Le Docteur Aubry dans son récit, n’a cependant voulu stigmatiser ni les médecins, ni les patients. Pour lui la dérive thérapeutique prend corps dans la fragilité du malade et de son entourage familial, prêt à croire aux miracles pour garder un peu d’espoir. Mais elle trouve aussi sa source dans les limites de la médecine allopathique. Quand des années d’étude de la médecine et d’expériences pratiques ne peuvent venir à bout de terribles maladies, le médecin, qui sait alors qu’il ne sait rien, peut facilement basculer en eaux troubles, en orientant ses patients vers des processus thérapeutiques de dérives sectaires.
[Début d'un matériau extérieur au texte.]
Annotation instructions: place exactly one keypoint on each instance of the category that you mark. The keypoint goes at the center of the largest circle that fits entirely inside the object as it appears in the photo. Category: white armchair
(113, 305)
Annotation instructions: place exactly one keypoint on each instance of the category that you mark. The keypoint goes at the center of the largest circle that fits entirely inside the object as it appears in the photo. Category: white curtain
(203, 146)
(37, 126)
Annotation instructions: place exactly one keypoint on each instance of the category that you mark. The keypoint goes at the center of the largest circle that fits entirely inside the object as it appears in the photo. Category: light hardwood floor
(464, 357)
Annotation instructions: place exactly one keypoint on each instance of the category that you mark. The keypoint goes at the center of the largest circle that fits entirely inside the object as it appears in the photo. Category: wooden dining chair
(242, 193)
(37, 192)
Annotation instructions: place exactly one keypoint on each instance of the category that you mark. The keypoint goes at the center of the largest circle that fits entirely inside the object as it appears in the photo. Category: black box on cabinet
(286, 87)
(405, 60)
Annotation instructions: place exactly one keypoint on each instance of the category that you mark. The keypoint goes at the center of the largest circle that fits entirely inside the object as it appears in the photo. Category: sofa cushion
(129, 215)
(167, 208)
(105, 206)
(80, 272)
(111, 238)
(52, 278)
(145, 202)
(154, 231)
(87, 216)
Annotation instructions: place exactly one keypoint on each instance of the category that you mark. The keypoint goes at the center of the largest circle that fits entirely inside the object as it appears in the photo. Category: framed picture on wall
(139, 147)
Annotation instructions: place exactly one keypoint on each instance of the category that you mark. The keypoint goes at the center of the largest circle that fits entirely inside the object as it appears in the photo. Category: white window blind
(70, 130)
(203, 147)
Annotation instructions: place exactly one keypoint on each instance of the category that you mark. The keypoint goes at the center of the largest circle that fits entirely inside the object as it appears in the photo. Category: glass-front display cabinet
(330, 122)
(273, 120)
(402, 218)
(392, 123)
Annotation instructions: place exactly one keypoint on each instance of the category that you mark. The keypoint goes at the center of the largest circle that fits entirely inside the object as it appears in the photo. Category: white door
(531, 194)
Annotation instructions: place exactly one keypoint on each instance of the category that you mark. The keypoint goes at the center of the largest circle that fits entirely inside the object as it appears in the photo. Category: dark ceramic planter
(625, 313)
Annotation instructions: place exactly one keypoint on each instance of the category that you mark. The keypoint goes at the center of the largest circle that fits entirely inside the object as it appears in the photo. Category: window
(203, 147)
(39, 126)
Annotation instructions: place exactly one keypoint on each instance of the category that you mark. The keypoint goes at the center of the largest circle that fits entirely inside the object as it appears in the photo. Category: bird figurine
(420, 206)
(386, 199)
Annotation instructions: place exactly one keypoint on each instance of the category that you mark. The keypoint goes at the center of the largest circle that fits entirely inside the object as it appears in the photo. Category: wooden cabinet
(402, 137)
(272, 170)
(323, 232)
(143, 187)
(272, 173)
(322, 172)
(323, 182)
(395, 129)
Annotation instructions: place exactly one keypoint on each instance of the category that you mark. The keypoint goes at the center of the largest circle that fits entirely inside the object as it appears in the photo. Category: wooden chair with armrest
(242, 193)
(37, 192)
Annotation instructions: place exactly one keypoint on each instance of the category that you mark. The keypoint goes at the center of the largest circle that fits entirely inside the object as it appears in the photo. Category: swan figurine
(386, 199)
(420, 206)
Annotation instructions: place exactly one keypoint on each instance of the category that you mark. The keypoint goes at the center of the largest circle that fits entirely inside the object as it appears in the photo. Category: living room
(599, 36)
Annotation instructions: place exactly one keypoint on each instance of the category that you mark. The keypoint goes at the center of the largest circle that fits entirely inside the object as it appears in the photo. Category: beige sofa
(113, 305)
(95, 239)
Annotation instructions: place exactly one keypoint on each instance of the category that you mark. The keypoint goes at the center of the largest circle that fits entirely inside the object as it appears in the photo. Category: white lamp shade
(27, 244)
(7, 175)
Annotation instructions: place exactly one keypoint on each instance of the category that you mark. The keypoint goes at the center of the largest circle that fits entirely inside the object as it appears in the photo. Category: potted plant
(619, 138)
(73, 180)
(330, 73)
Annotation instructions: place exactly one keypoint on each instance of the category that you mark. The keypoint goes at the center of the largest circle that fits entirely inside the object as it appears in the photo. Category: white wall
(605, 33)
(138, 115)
« Attention, la médecine a beaucoup à apprendre des médecines parallèles. Elle gagnerait à plus de modestie et à davantage d’écoute. Même si leur efficacité n’est pas toujours prouvée, les médecines parallèles peuvent donner de l’espoir. Il est scientifiquement établi aujourd’hui que la force morale et la volonté du patient jouent un rôle important dans la lutte contre la maladie. Mais il faut être extrêmement vigilant : les médecines parallèles sont parfois perpendiculaires lorsqu’elles excluent la médecine allopathique », a souligné le Docteur Aubry.
Le Cher n’est pas épargné par les "enfants dingos"
Un exemple de risque de dérive psychosectaire, ce sont les « faux souvenirs induits », pratiqués par certains thérapeutes douteux qui partent du postulat que tous les symptômes de leurs clients sont dus à un abus sexuel occulté. « Ce sont des dizaines de petits Outreau qui peuvent éclater en France », a averti Maître Picotin.
Dans le département du Cher, ce sont surtout les enfants “un peu dingos” qui sont la cible privilégiée des “dérapeutes”. Vous avez un enfant trop gâté souffrant de certains troubles du comportement tels que l’hyperactivité, l’autisme, la dyslexie ou qui est tout simplement en échec scolaire ? Alors, vous avez un enfant indigo, qui viendrait des étoiles pour sauver le monde, « méditer, faire des voyages interdimensionnels, léviter ou communiquer avec des êtres d’autres dimensions ». La dérive sectaire, ne se trouve pas dans cette croyance. Elle se manifeste par le fait que les théoriciens de cette croyance s’opposent au diagnostic des psychiatres et les empêche d’appliquer aux enfants un traitement approprié. On imagine les drames que cela peut induire sur des enfants schizophrènes par exemple. En Aquitaine, Maître Picotin a recensé treize thérapeutes d’enfants indigos. À Bourges et dans le Cher, le CCMM a pris en main des dossiers épineux...
[1] Polémique sur les déclaration d’Emmanuelle Mignon, qui, alors qu’elle était encore directrice du cabinet de Nicolas Sarkozy, déclarait que les sectes étaient « un non-problème en France », tandis que les médias semblaient n’avoir lu que les quelques pages traitant du satanisme dans l’épais rapport annuel de la Miviludes.
[2] Pour reprendre l’expression employée par Maître Picotin au cours de la conférence.